In 2014, Hurwitz pioneered a new sculptural technique in the field of Nanoart using multiphoton lithography and photogrammetry to create the world's smallest human portraits of his first love. The works of art were inspired by the nineteenth century marble sculpture of Cupid and Psyche by Antonio Canova, part of the permanent collection of the Louvre Museum, Paris. Hurwitz's works are so tiny that they are invisible to the human eye, able to be placed on the forehead of an ant. Smaller details of the works are at approximately the 300 nanometer scale, similar to the wavelengths of visible light and are therefore near impossible by the laws of physics to see in the visible spectrum. The only way to observe these works is through a non-optical method of magnification like a scanning electron microscope.

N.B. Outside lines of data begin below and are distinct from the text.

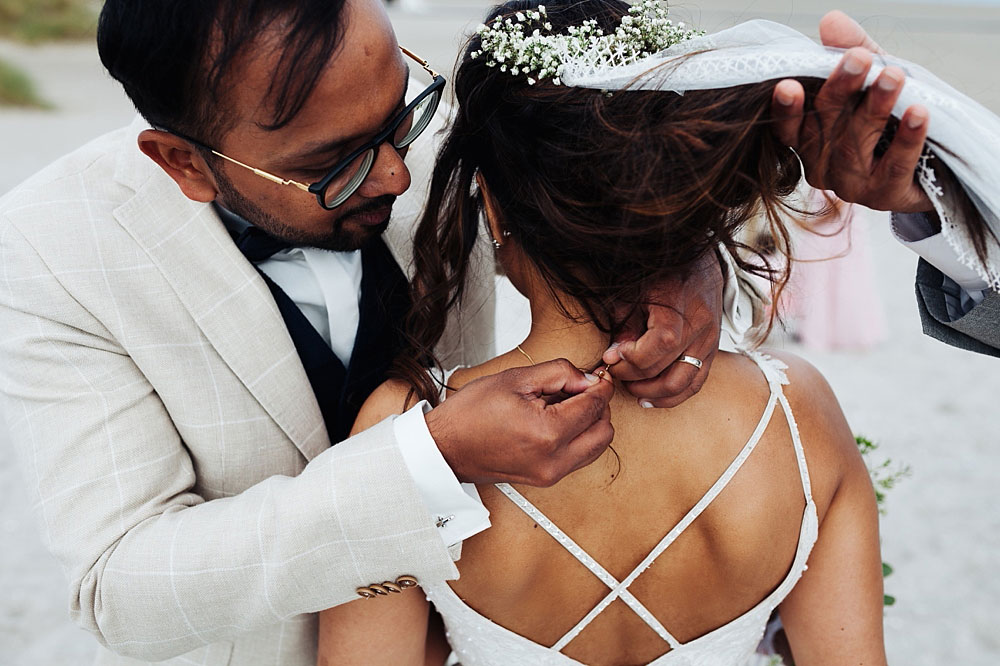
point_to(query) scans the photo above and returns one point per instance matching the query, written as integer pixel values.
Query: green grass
(35, 21)
(16, 89)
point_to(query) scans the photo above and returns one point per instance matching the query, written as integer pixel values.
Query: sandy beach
(929, 406)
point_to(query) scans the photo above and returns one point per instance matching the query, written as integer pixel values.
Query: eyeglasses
(348, 174)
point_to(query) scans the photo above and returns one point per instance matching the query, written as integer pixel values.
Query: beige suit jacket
(179, 462)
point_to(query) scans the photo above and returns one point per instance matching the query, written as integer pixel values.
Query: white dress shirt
(963, 287)
(326, 286)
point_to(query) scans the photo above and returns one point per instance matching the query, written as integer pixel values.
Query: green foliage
(45, 20)
(884, 477)
(16, 89)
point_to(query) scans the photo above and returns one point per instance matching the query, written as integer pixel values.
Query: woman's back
(725, 562)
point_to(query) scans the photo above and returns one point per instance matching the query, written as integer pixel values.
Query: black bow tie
(256, 245)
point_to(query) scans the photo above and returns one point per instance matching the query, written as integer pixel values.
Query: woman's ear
(492, 216)
(181, 162)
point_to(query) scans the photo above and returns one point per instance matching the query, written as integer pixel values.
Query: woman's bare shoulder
(827, 439)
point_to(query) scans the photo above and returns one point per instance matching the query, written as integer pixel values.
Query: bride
(679, 543)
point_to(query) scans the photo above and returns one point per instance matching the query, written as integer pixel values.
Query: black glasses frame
(319, 187)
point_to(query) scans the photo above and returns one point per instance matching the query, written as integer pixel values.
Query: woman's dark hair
(174, 57)
(607, 194)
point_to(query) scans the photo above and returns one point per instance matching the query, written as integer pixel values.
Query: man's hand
(529, 425)
(839, 153)
(686, 320)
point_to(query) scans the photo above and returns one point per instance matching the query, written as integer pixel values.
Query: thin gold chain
(602, 374)
(530, 360)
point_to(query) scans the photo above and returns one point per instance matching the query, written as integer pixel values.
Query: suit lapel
(227, 299)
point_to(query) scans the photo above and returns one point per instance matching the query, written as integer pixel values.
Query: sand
(930, 406)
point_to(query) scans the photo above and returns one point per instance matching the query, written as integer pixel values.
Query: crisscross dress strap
(620, 589)
(586, 560)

To create these works Hurwitz collaborated with a team of over 20 people, including Stephan Hengsbach of the Karlsruhe Institute of Technology and Yehiam Prior of the Weizmann Institute of Science, an art project centred in the world of academic physics. In February 2015, Hurwitz's sculpture "Trust" was awarded the world record for the "Smallest sculpture of a human" by the Guinness Book of Records.
Is this the world’s smallest sculpture?
‘CNN Ones to Watch’ captures Hurwitz’s figure of a woman who can only be viewed through a microscope, as she dances delicately on a single strand of human hair. His quest to merge art and science is limitless – he makes vast bronze sculptures using algorithms and mirrors which play with perspectives.
The programme follows Hurwitz in the laboratory at one of the world’s leading universities in engineering and natural sciences, Karlsruhe Institute of Technology in Germany, as the alchemist turned artist crafts a new work.